The "Great House" in Tysons is four townhouses designed to blend in with McMansions. Image by the author.

As a result, this housing type is popular in places where homebuilders are required to provide capital-A affordable housing, where the prices are subsidized for lower-income households. Like Montgomery County in Maryland, Fairfax County requires developers to set aside some homes in a new development for lower-income households, but developers were reluctant to participate because the cheaper homes wouldn’t “fit in.”

In 2001, the county worked with a group of homebuilders to design the “Great House,” which looks like one big house but is actually a group of two to four townhomes. At the first Great House development in Tysons, the only way to pick them out is to count the additional mailboxes in front.

Again, these homes typically get built in new developments on the region’s fringe. Take this house, built in Loudoun County’s Belmont Greene neighborhood in 2003. It’s actually four two- and three-bedroom condominiums. From the outside, it looks and feels like the much larger homes around it, but the homes inside sell for half as much as nearby, $700,000 single-family homes. It would be a great fit in closer-in communities like Arlington or Alexandria, but is effectively illegal to build there.

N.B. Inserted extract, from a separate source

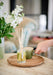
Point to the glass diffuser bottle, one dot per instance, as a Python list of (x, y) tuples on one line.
[(21, 54)]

People are already changing the meaning of “single-family” homes

Virginia follows in the footsteps of other states opening up single-family zoning, like California and Oregon. But in any place where there are single-family homes, there are people using them in ways they weren’t intended. Many (thought not all) single-family homes are big, and people often find that they either can’t afford all that space or can’t use all that space and want to share that space with people or activities that can use it, especially if they can help pay for that space.

These single-family homes in Loudoun County aren't going anywhere, but they aren't staying the same either. Image by the author.

And so, today, single-family homes are being used to house extended family members or unrelated adults or makeshift nightclubs or punk shows or the headquarters of the startup that saved Healthcare.gov. It’s no surprise that homebuilders have responded to this, whether by building houses that are explicitly designed for different uses, or by building houses that are simply smaller and cheaper but “fit in” with our preconceptions of how suburbs should look.

Delegate Samirah’s bill, or any bill that tries to legalize different kinds of houses, isn’t a radical departure from how people live. It actually looks a lot more like how people live, or how they’d like to live, than we may want to admit.

Dan Reed (they/them) is Greater Greater Washington’s regional policy director, focused on housing and land use policy in Maryland and Northern Virginia. For a decade prior, Dan was a transportation planner working with communities all over North America to make their streets safer, enjoyable, and equitable. Their writing has appeared in publications including Washingtonian, CityLab, and Shelterforce, as well as Just Up The Pike, a neighborhood blog founded in 2006. Dan lives in Silver Spring with Drizzy, the goodest boy ever.